A brilliant, restless mind who gave mathematics a powerful new tool for calculation before turning his genius to compassionate care for the dying.
Aleksandr Kronrod was a Soviet intellectual whose life traced two profound arcs: one in theoretical science, the other in human empathy. As a mathematician and computer scientist, he thrived on complex, applied problems, from nuclear physics to economics. His name became permanently etched in numerical analysis with the 1964 publication of the Gauss-Kronrod quadrature formula, a clever method for estimating integrals and checking the accuracy of calculations, which became a standard in scientific computing. In a startling pivot, the later decades of his life were consumed not by equations, but by terminal illness. After a close friend died of cancer, Kronrod used his personal wealth and formidable organizational skills to establish and run a hospice, personally tending to patients. He died in the same facility, having traded the abstraction of numbers for the concrete reality of human suffering.
1901–1927
Grew up during the Depression, fought World War II, and built the postwar economic boom. Defined by shared sacrifice, institutional trust, and a belief that hard work and loyalty would be rewarded.

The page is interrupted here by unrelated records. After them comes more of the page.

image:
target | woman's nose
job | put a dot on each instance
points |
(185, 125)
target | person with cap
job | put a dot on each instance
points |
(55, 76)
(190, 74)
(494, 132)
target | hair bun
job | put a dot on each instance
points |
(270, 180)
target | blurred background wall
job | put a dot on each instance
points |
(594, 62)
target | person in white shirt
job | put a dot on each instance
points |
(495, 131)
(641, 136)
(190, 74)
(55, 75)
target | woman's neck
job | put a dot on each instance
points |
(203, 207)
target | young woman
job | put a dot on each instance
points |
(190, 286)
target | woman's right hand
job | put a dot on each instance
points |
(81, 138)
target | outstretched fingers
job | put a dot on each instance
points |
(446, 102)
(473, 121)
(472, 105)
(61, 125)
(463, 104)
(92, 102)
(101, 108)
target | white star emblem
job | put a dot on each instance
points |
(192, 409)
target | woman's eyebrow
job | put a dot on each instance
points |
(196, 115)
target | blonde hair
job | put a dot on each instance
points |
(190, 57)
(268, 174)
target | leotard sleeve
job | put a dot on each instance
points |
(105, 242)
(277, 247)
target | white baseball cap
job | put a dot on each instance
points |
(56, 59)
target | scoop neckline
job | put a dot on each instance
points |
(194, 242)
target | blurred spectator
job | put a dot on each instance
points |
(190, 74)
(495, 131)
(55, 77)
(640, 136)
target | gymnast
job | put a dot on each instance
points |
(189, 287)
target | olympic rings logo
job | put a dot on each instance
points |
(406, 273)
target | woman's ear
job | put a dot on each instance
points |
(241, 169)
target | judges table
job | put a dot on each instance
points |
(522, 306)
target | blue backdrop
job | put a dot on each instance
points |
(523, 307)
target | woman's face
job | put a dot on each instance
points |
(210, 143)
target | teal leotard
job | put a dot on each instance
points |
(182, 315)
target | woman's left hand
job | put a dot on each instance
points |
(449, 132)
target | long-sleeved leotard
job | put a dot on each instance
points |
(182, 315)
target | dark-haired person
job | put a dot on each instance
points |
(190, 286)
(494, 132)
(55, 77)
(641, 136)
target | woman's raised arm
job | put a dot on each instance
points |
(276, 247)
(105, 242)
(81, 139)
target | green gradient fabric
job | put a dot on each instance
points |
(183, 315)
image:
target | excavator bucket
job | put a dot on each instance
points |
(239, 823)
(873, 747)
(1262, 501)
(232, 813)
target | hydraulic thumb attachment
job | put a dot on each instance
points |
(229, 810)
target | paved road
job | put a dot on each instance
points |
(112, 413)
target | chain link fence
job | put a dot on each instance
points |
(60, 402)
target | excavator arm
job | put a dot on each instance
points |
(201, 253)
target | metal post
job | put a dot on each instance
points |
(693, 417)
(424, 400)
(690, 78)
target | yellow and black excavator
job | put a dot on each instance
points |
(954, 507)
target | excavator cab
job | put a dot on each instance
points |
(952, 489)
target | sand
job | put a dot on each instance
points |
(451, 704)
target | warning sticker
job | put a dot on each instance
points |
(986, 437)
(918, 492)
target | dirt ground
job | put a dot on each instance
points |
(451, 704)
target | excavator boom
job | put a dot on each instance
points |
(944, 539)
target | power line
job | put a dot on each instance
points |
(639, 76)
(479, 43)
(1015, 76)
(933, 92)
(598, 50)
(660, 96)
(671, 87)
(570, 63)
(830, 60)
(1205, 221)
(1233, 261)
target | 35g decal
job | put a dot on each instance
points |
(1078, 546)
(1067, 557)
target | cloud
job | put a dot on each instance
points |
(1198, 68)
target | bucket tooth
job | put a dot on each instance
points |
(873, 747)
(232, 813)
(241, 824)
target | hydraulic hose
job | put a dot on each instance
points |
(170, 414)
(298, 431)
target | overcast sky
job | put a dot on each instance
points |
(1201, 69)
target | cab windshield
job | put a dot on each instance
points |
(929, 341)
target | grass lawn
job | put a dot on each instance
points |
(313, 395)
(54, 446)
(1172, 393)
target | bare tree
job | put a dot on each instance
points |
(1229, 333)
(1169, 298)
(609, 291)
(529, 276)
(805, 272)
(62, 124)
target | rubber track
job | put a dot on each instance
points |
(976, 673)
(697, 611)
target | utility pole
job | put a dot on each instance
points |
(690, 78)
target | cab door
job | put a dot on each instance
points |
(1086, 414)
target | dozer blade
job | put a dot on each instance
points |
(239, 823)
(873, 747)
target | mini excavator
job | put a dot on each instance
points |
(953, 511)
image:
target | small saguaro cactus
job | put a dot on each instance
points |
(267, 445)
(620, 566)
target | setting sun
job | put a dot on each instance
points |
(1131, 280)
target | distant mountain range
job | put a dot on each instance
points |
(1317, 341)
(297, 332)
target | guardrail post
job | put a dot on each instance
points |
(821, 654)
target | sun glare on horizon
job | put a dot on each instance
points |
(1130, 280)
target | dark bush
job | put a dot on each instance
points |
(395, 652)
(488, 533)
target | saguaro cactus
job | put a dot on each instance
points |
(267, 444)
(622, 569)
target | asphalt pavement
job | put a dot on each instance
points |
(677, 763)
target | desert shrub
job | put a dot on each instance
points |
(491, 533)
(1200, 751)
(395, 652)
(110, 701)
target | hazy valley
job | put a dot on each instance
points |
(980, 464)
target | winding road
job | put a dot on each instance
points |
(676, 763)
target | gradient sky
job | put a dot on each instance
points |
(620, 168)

Aleksandr was born in 1921, placing them squarely in The Greatest Generation. The events that shaped this generation — world wars, depression, and rapid industrialization — shaped the world they entered and the choices available to them.
The biggest hits of 1921
#1 Movie
The Four Horsemen of the Apocalypse
The world at every milestone
First commercial radio broadcasts
Robert Goddard launches the first liquid-fueled rocket
Hindenburg disaster; Golden Gate Bridge opens
World War II begins; The Wizard of Oz premieres
Battle of Midway turns the tide in the Pacific
First color TV broadcast in the US
Yuri Gagarin becomes the first human in space
Voting age lowered to 18 in the US
MTV launches; first Space Shuttle flight; AIDS identified
Challenger disaster; Chernobyl nuclear meltdown
He was a close friend and collaborator of the physicist and Nobel laureate Lev Landau.
Kronrod's chess program was one of the first to use a 'brute-force' search method, evaluating thousands of positions.
He proposed a corrected pricing model for the Soviet State Planning Committee (Gosplan).
Despite his scientific stature, he was denied full membership in the Soviet Academy of Sciences, partly due to his outspoken nature.
“A computer should not just calculate; it should help a person think.”